B. Organiser des compétitions d’envergure pour une visibilité du handi-ski dans les stations de ski des PO

Au niveau local, Douard en tant que conseiller technique fédéral régional et Pous salarié à la DDJS des Pyrénées-Orientales défendent la même logique que Dejonghe en proposant des stages d’initiation à la pratique du handi-ski avant d’envisager la compétition de haut niveau. L’enjeu de ces stages est avant tout la promotion et l’attractivité : il s’agit de faire connaître la pratique du handi-ski aux débutants et de proposer des entraînements à ceux qui souhaitent se perfectionner pour les compétitions. Dans les PO, « le processus s’est enclenché comme ça : arriver à convaincre que les gens ont la possibilité de faire du sport de haut niveau, c’est les mettre en situation d’avoir un instrument de sport entre les mains.
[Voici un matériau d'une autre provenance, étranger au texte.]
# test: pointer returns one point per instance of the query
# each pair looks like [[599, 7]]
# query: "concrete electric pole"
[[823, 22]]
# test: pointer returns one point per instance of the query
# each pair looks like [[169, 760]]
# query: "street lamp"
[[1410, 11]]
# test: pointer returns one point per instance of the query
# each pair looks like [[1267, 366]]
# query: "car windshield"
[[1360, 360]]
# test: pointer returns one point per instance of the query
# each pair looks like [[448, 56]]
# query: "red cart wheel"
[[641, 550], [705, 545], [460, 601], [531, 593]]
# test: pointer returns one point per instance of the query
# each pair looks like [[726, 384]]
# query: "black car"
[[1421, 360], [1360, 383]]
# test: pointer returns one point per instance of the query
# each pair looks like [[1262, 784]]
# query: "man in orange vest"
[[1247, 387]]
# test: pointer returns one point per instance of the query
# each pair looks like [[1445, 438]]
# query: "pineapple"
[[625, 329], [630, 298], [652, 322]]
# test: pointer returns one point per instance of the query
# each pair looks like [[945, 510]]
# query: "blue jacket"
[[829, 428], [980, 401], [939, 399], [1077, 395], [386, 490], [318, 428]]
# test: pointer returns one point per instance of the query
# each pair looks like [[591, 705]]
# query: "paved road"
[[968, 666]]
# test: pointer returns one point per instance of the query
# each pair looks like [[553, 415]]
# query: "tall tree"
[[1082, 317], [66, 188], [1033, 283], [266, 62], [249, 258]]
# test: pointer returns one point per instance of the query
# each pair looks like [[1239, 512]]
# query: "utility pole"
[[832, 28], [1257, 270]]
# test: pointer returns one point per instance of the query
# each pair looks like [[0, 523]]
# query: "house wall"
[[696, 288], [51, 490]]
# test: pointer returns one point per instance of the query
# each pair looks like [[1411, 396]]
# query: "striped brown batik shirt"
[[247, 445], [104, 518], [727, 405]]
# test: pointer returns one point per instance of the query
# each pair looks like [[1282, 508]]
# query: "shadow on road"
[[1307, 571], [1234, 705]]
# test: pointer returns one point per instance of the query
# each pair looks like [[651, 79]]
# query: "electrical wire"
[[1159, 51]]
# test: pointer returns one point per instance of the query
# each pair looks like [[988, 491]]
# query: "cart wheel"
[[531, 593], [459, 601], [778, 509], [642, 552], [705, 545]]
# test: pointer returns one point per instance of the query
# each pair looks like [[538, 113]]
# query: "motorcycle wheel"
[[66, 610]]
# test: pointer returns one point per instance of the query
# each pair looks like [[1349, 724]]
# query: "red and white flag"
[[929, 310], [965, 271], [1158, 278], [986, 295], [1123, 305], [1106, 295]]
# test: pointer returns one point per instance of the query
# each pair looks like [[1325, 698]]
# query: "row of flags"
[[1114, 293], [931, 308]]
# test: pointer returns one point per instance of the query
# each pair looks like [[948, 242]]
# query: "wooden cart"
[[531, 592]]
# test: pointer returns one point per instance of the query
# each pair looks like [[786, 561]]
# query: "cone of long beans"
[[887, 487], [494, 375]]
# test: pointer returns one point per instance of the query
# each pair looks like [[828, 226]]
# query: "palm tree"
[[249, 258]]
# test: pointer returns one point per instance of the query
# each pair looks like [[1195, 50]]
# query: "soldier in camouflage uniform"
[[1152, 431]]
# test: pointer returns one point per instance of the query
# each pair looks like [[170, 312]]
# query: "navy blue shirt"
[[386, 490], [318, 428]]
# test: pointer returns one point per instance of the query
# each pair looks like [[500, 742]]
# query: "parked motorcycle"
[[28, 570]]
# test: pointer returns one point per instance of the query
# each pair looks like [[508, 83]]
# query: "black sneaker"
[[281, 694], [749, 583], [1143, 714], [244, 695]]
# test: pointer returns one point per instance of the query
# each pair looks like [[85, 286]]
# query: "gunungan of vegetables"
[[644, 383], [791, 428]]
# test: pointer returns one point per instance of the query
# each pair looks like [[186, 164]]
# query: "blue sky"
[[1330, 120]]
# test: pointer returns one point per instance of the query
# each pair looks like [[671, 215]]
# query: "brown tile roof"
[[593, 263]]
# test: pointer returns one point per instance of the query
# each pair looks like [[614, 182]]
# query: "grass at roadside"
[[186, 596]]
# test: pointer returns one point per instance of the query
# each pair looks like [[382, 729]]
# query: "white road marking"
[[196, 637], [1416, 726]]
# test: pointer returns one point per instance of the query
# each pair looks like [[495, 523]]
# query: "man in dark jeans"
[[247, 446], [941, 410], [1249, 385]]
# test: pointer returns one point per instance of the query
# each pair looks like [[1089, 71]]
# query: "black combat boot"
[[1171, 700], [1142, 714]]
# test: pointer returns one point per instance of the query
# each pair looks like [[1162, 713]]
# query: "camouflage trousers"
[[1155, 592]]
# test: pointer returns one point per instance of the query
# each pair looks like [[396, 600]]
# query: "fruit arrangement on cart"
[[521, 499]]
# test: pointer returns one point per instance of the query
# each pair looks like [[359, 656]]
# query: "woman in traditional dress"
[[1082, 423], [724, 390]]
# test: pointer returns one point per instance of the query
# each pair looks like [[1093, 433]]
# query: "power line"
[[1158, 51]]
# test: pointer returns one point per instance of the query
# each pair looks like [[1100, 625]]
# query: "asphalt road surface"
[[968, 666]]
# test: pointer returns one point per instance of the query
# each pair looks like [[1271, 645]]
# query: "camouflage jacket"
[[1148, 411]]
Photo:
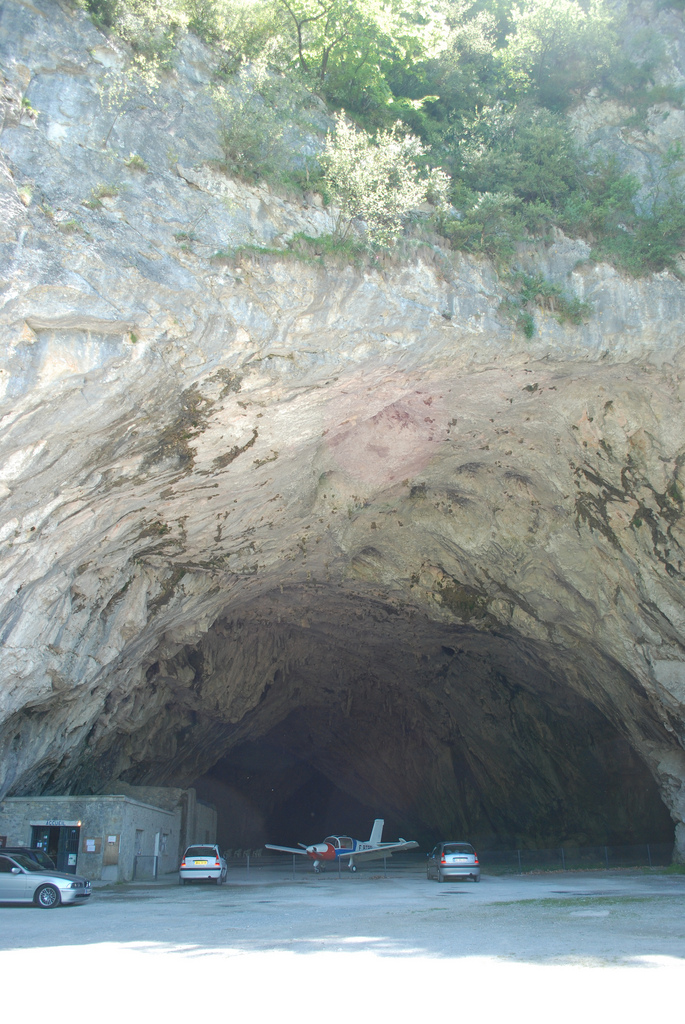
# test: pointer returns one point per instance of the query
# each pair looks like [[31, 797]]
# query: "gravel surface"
[[514, 948]]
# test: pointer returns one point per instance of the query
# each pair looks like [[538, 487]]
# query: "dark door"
[[60, 844], [47, 840], [68, 850]]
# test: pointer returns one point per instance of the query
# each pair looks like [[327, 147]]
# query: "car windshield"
[[30, 865]]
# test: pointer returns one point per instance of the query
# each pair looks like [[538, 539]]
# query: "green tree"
[[377, 181], [559, 48], [346, 47]]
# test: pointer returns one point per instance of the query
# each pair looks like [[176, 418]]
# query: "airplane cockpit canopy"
[[340, 842]]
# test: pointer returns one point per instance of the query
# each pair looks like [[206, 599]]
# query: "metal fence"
[[574, 857], [252, 863]]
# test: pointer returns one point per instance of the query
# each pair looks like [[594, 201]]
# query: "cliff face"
[[350, 514]]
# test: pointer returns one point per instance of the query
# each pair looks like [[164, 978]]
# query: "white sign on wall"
[[55, 823]]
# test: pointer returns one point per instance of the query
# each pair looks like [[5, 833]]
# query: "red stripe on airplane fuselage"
[[329, 855]]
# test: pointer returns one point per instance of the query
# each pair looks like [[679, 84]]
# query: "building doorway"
[[59, 842]]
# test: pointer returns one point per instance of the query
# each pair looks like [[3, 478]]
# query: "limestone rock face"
[[348, 513]]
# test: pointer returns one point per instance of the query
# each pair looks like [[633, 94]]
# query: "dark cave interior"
[[443, 731]]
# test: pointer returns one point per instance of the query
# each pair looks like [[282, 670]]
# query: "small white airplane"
[[337, 847]]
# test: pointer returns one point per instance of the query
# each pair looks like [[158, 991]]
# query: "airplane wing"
[[379, 852], [286, 849]]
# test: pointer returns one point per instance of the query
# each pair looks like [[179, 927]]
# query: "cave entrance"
[[316, 713]]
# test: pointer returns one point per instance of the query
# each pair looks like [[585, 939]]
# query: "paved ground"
[[586, 946]]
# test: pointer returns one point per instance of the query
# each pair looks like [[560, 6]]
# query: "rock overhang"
[[191, 441]]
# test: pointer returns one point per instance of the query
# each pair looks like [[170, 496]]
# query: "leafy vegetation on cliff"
[[481, 89]]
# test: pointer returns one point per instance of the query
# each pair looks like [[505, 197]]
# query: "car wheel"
[[47, 897]]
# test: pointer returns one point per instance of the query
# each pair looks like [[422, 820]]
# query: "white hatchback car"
[[454, 860], [203, 863]]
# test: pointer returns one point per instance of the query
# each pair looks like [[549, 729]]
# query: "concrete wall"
[[136, 824]]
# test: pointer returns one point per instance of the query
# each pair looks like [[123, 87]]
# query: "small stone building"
[[139, 832]]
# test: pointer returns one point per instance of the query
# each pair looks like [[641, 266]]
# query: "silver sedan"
[[23, 881]]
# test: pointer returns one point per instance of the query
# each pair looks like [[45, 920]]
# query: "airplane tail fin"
[[377, 830]]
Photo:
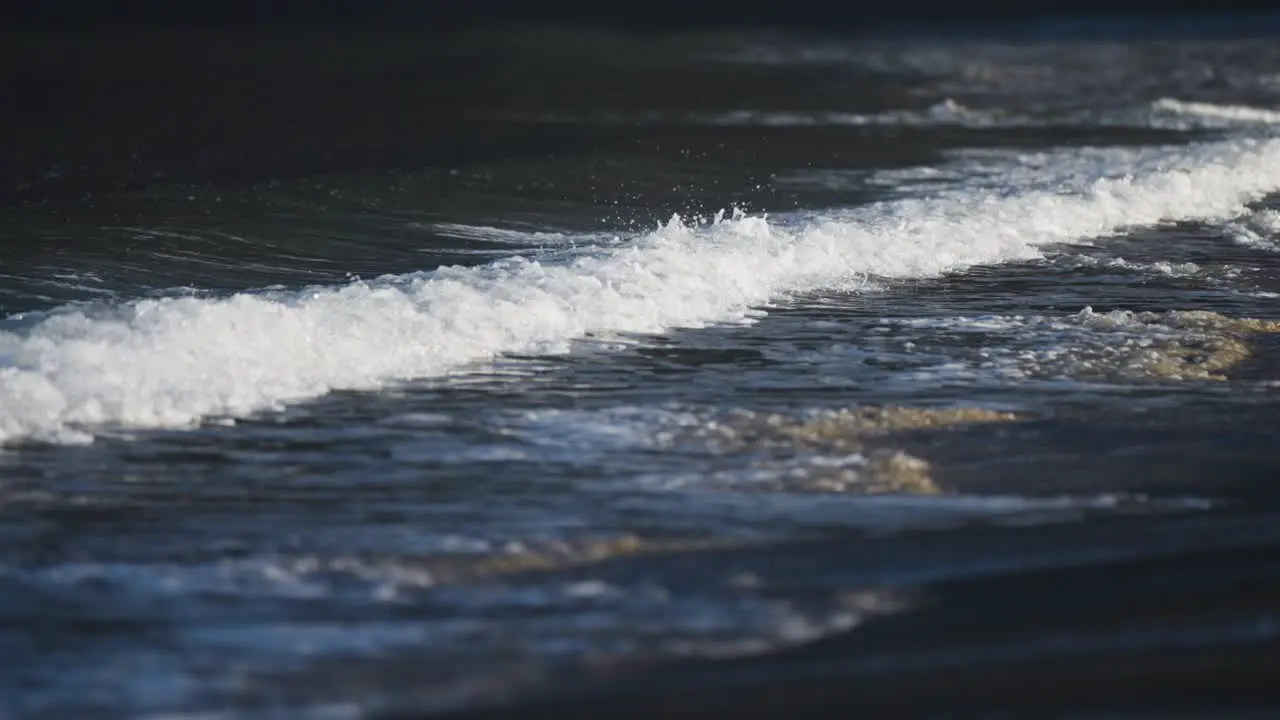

Ça ne leur parlait pas Jeux olympiques, car ils pensent ne jamais atteindre ce niveau. Mais ça ne fait rien, ce n’est pas le niveau qui compte c’est le fait qu’ils mettent un pied à l’étrier et qu’ils se disent qu’ils améliorent leur qualité de vie » (Pous). Ces stages sont ainsi associés à l’organisation de compétitions handi-ski.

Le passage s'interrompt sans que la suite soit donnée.